Marit Stiles and the Ontario NDP are on your side with real solutions to end encampments
TORONTO – Ontario NDP Leader Marit Stiles announced a plan to end encampments and tackle chronic homelessness in Ontario.
“After seven long years, Doug Ford’s legacy is encampments in every single town and city in our province. Seeing tents in parks is a stark reminder of how utterly Ford has failed Ontario – on housing, health care, creating good jobs, and making life more affordable.
"As Premier, I will end chronic homelessness and make encampments a thing of the past. We will take a housing-first approach, put a roof over people’s heads, and connect them with the supports they need.”
An Ontario NDP government will:
- Create 60,000 new supportive housing units, allowing people living in encampments or the shelter system to move into a safe, permanent home, while connecting them to mental healthcare, addiction treatment and other ongoing supports. This commitment is part of our broader Homes Ontario plan to build hundreds of thousands of permanently affordable in the coming years.

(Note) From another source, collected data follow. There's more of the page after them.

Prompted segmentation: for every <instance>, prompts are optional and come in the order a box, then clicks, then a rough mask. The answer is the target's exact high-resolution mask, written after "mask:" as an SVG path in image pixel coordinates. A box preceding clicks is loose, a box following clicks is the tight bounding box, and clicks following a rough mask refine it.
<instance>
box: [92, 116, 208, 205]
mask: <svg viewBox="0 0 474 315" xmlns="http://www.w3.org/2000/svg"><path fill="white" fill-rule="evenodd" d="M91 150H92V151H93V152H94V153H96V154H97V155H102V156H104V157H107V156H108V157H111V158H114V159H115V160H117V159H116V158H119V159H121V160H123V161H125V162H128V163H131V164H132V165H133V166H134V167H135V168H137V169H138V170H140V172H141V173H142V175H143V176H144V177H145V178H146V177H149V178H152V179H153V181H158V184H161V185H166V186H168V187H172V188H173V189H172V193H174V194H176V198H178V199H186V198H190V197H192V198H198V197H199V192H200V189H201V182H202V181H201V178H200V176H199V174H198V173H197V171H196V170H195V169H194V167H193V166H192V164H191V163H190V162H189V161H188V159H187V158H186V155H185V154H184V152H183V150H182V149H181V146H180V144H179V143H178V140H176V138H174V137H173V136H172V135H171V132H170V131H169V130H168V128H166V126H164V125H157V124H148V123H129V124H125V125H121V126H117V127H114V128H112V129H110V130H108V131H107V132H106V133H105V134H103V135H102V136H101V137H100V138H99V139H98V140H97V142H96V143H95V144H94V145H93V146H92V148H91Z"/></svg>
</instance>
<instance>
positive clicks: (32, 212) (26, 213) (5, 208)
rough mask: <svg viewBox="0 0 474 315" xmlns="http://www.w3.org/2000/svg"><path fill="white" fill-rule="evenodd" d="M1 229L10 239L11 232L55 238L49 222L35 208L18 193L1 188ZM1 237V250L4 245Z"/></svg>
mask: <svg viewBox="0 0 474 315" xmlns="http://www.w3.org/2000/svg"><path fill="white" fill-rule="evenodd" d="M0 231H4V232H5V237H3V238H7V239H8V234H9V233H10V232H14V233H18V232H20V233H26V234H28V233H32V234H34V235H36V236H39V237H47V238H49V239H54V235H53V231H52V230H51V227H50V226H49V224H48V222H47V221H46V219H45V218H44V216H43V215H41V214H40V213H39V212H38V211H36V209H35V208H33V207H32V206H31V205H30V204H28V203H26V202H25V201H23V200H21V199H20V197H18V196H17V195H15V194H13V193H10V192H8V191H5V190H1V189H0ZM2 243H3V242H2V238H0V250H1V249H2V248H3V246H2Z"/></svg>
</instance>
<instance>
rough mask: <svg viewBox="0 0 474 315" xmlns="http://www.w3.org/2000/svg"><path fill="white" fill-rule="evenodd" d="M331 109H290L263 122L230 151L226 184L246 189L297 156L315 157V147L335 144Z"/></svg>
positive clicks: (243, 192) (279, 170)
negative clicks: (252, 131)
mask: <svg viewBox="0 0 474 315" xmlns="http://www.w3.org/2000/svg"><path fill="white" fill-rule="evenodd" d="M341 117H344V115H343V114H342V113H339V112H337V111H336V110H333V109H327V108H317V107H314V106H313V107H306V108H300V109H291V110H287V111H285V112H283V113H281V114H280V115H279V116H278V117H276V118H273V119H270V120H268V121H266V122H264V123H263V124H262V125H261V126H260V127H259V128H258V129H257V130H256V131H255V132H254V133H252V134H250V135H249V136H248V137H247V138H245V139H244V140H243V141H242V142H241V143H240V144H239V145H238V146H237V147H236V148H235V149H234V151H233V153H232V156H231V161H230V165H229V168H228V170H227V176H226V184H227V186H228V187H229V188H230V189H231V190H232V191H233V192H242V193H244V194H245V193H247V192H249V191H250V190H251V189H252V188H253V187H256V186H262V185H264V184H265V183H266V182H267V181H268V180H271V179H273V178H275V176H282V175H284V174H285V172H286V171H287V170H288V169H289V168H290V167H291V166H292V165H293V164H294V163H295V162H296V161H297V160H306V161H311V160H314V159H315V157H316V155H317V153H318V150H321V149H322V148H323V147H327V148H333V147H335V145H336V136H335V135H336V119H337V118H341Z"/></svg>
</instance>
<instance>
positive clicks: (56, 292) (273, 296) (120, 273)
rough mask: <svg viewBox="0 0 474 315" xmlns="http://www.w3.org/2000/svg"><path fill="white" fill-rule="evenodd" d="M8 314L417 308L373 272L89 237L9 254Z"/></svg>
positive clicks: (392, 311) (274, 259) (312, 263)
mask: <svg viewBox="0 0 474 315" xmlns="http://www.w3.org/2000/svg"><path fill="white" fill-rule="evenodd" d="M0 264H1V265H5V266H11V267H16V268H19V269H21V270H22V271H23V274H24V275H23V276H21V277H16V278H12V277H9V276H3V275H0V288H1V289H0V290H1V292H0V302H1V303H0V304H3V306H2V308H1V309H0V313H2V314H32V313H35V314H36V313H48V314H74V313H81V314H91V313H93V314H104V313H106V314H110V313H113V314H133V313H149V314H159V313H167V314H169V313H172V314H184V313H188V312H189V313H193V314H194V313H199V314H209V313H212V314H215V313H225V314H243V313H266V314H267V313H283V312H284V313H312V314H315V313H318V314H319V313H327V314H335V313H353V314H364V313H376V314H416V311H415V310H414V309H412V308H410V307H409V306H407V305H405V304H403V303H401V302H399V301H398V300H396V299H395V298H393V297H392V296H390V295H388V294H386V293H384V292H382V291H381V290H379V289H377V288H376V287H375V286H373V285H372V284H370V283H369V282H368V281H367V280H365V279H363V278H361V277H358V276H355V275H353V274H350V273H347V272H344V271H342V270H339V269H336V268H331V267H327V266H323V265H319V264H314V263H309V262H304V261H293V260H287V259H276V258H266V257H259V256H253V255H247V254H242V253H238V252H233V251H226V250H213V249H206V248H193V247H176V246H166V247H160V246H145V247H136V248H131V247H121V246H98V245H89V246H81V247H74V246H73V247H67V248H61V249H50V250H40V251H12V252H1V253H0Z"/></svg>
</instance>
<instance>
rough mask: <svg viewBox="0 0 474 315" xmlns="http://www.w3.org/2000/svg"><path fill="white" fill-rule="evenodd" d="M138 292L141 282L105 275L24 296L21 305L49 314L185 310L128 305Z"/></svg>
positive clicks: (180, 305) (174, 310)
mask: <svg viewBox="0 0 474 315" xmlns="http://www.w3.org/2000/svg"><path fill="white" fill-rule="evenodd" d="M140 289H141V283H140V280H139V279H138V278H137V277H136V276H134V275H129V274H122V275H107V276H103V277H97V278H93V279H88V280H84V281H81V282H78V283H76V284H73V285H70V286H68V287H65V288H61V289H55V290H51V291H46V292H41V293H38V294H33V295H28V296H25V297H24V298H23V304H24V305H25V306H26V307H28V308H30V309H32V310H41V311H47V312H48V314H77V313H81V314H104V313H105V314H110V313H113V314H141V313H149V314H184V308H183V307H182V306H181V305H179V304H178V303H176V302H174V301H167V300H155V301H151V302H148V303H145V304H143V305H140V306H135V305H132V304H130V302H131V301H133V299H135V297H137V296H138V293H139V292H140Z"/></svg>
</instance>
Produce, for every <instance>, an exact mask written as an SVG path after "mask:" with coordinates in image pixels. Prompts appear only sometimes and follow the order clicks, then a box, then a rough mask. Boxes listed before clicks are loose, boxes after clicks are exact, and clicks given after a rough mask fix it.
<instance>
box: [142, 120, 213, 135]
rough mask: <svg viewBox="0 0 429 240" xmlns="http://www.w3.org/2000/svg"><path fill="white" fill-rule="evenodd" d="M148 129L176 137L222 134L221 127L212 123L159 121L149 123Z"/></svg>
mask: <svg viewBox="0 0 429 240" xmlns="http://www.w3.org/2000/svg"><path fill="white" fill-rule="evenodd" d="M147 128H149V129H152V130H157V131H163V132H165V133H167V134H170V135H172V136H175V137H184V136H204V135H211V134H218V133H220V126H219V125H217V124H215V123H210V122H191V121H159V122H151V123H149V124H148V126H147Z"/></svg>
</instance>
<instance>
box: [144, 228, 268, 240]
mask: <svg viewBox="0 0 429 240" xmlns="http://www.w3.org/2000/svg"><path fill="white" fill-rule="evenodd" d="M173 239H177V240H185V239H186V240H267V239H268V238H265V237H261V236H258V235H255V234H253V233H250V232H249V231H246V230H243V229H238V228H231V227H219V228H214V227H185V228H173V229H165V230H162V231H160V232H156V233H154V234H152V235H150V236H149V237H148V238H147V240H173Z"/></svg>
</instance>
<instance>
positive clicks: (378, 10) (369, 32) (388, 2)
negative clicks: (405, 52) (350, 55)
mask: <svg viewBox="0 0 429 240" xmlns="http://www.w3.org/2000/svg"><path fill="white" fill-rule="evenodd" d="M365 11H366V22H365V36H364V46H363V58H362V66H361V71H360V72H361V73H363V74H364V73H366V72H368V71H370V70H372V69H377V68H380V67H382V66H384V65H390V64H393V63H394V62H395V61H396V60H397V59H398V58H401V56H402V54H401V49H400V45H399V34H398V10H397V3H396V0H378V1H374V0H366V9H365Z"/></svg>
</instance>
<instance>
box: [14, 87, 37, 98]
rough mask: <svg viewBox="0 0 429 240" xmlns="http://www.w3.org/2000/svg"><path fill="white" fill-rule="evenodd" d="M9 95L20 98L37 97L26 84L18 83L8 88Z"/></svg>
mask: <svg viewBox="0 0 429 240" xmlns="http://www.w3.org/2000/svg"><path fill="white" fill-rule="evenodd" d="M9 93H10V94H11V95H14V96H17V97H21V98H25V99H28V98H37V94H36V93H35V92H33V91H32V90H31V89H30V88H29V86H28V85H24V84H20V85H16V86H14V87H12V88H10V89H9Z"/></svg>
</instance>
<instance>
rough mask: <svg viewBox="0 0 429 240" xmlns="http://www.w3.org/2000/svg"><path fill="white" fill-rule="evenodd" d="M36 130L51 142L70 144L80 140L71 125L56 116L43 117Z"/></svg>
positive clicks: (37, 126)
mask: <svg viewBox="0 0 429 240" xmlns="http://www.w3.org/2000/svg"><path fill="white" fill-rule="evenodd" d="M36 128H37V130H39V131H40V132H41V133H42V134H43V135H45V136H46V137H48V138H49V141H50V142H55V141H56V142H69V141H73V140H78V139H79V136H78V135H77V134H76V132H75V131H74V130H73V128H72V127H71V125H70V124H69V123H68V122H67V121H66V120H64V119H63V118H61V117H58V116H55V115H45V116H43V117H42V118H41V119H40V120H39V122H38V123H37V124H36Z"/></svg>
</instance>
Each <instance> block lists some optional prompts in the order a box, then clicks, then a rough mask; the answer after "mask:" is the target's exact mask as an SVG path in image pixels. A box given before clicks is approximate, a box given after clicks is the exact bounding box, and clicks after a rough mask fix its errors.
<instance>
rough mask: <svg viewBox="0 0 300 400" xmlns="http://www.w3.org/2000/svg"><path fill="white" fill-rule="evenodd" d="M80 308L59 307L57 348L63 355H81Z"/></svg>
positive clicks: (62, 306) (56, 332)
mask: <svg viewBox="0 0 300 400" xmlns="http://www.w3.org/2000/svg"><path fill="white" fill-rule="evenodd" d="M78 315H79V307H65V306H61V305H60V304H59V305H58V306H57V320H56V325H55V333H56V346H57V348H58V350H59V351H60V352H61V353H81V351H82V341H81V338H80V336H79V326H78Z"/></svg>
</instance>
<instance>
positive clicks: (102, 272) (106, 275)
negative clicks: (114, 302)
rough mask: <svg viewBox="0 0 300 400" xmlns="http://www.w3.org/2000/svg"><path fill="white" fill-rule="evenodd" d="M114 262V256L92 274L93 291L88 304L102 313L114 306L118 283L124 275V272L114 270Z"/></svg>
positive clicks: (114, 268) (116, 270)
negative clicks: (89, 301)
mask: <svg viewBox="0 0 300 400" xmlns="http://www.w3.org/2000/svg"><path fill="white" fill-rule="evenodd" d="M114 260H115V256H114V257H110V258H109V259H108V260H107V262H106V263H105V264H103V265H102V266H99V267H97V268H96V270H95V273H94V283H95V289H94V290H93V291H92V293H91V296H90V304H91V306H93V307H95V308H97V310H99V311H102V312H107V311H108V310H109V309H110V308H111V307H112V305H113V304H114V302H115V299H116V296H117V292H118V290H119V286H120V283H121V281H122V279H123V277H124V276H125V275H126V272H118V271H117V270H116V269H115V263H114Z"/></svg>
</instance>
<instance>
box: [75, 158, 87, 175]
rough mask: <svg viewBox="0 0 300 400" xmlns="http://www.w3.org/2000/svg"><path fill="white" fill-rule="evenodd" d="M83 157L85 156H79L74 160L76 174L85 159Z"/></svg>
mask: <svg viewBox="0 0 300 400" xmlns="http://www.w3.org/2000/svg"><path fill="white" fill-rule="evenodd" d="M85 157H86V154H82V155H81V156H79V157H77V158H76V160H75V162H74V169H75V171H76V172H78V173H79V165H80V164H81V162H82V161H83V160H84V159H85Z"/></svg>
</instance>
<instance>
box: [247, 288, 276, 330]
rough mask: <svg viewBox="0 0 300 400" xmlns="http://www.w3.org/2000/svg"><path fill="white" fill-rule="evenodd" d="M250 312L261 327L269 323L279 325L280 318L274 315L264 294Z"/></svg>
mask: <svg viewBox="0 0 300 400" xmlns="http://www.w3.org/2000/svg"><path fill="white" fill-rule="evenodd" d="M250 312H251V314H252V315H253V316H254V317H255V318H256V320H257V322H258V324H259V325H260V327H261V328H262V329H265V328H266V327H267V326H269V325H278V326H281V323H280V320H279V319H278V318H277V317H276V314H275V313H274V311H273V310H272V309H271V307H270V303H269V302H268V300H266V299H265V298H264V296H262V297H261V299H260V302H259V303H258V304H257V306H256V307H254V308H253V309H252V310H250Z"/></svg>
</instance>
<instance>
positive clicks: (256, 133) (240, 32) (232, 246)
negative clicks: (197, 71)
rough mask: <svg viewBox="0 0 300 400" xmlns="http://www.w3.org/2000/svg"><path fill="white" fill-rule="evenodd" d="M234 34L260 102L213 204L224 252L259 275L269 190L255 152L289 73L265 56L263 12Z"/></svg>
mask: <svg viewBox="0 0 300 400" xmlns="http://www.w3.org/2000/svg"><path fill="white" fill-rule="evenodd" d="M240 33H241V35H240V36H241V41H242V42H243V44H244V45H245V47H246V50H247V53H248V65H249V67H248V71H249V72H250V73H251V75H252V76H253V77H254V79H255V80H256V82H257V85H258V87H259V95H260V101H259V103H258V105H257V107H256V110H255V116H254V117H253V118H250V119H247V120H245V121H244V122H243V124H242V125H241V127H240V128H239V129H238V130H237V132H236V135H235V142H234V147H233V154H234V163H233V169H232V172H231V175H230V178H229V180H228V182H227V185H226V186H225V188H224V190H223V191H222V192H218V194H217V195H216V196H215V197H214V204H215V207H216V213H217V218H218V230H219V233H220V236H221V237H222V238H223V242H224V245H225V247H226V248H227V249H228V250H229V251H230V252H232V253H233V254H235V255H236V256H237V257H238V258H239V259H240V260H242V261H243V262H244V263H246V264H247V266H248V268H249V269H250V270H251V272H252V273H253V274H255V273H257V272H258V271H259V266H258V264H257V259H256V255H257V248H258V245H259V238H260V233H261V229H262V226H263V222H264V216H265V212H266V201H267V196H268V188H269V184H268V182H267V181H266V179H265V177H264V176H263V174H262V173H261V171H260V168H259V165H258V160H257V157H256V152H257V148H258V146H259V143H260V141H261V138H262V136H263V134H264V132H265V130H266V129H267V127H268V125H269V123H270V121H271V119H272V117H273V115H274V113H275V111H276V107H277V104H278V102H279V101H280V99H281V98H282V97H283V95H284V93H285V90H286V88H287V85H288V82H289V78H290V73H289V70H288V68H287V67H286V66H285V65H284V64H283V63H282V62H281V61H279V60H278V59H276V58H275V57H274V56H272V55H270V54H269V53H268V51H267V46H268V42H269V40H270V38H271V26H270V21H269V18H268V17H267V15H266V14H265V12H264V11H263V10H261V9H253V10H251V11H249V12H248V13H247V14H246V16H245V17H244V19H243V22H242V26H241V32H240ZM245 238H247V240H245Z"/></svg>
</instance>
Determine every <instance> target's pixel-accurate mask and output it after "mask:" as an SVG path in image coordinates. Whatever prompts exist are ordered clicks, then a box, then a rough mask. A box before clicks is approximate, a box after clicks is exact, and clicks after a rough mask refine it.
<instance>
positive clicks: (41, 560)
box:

- Upload shelter funding to the province. We will reverse decades of cuts and downloads imposed on cash-strapped municipalities by successive Liberal and Conservative governments, while maintaining locally focused service delivery.
- More housing benefits that help people move out of shelters, into homes. Doug Ford has withheld funding for programs like the Canada-Ontario Housing Benefit, allowing shelters to overflow. We’ll work with the Federal government to boost the program and help more people move out of shelters into homes, freeing up shelter beds in the process.
- Stop people from losing their homes by bringing forward real protections for renters and doubling social assistance rates so people can better keep up with the cost of housing. The best way to end homelessness is help people stay in their homes.
Facts:
- According to the Association of Municipalities of Ontario AMO, more than 80,000 Ontarians experienced homelessness in 2024, a 25% increase since 2022, and could double in the next decade.
- In rural communities, AMO found homelessness has grown over 150% since 2016, and over 204% since 2016 in Northern Ontario.